I have downloaded the developer version of source code by
downloading a
nightly Subversion snapshot tarball.And have installed the openmpi.
Using

./configure --prefix=/usr/local
make all install.

But I want to install with all the development headers.So that I
can write
an application that can use Ompi internal headers.


Thanks and Regards
Pooja






On Apr 1, 2007, at 3:12 PM, Ralph Castain wrote:


I can't help you with the BTL question. On the others:


Yes, you can "sorta" call BTL's directly from application programs
(are you trying to use MPI alongside other communication libraries,
and using the BTL components as a sample?), but there are issues
involved with this.

First, you need to install Open MPI with all the development
headers.  Open MPI normally only installs "mpi.h" and a small  
number
of other heads; installing *all* the headers will allow you to  
write

applications that use OMPI's internal headers (such as btl.h) while
developing outside of the Open MPI source tree.
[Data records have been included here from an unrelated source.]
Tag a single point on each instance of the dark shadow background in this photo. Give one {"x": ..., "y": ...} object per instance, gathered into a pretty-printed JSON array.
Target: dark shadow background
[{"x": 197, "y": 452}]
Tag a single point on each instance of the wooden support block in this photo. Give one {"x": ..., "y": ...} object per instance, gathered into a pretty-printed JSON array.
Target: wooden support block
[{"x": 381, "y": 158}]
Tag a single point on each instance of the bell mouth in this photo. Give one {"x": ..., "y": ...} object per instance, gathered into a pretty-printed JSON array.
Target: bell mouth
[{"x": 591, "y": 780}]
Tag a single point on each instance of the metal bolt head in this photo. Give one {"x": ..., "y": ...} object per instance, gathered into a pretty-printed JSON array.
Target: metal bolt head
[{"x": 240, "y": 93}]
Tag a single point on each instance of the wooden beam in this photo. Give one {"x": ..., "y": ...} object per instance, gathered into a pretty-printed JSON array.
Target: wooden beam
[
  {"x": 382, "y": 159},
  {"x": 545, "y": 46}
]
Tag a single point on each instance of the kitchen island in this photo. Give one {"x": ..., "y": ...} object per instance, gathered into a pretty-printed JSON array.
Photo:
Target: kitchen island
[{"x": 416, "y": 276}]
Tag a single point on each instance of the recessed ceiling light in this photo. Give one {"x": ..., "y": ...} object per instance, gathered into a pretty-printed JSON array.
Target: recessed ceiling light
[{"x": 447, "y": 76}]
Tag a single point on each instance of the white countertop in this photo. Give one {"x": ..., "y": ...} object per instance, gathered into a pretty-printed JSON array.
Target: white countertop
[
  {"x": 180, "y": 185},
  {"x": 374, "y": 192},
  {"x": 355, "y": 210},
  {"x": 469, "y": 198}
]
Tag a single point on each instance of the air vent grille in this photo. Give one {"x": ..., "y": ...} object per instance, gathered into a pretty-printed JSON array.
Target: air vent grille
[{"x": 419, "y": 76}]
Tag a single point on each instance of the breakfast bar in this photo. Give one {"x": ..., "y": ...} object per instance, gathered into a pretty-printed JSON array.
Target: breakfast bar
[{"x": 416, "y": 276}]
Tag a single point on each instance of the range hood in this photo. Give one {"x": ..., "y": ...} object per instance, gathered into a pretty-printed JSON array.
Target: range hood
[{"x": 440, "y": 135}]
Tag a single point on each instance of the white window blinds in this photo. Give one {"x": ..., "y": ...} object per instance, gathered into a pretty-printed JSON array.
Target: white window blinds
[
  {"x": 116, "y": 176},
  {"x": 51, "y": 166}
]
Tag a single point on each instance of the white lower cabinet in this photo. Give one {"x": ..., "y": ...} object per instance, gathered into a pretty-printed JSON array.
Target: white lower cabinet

Second, you probably won't want to access the BTL's directly.  To
make this make sense, here's how the code is organized (even if the
specific call sequence is not exactly this layered for performance/
optimization reasons):

MPI layer (e.g., MPI_SEND)
  -> PML
-> BML
  -> BTL

You have two choices:

1. Go through the PML instead (this is what we do in the MPI
collectives, for example) -- but this imposes MPI semantics on
sending and receiving, which assumedly you are trying to avoid.
Check out ompi/mca/pml/pml.h.

2. Go through the BML instead -- the BTL Management Layer.  This is
essentially a multiplexor for all the BTLs that have been
instantiated.  I'm guessing that this is what you want to do
(remember that OMPI has true multi-device support; using the BML  
and

multiple BTLs is one of the ways that we do this).  Have a look at
ompi/mca/bml/bml.h for the interface.

There is also currently no mechanism to get the BML and BTL  
pointers

that were instantiated by the PML.  However, if you're just doing
proof-of-concept code, you can extract these directly from the MPI
layer's global variables to see how this stuff works.

To have full interoperability of the underlying BTLs and between
multiple upper-layer communication libraries (e.g., between OMPI  
and
something else) is something that we have talked about a little,  
but

have not done much work on.

To see the BTL interface (just for completeness), see ompi/mca/btl/
btl.h.

You can probably see the pattern here...  In all of Open MPI's
frameworks, the public interface is in /mca//
.h, where  is one of opal, orte, or ompi, and
 is the name of the framework.

1. states are reported via the orte/mca/smr framework. You will  
see

the
states listed in orte/mca/smr/smr_types.h. We track both process
and job
states. Hopefully, the state names will be somewhat self-
explanatory and
indicative of the order in which they are traversed. The job  
states

are set
when *all* of the processes in the job reach the corresponding
state.


Note that these are very coarse-grained process-level states (e.g.,
is a given process running or not?).  It's not clear what kind of
states you were asking about -- the Open MPI code base has many
internal state machines for various message passing and other
mechanisms.

What information are you looking for, specifically?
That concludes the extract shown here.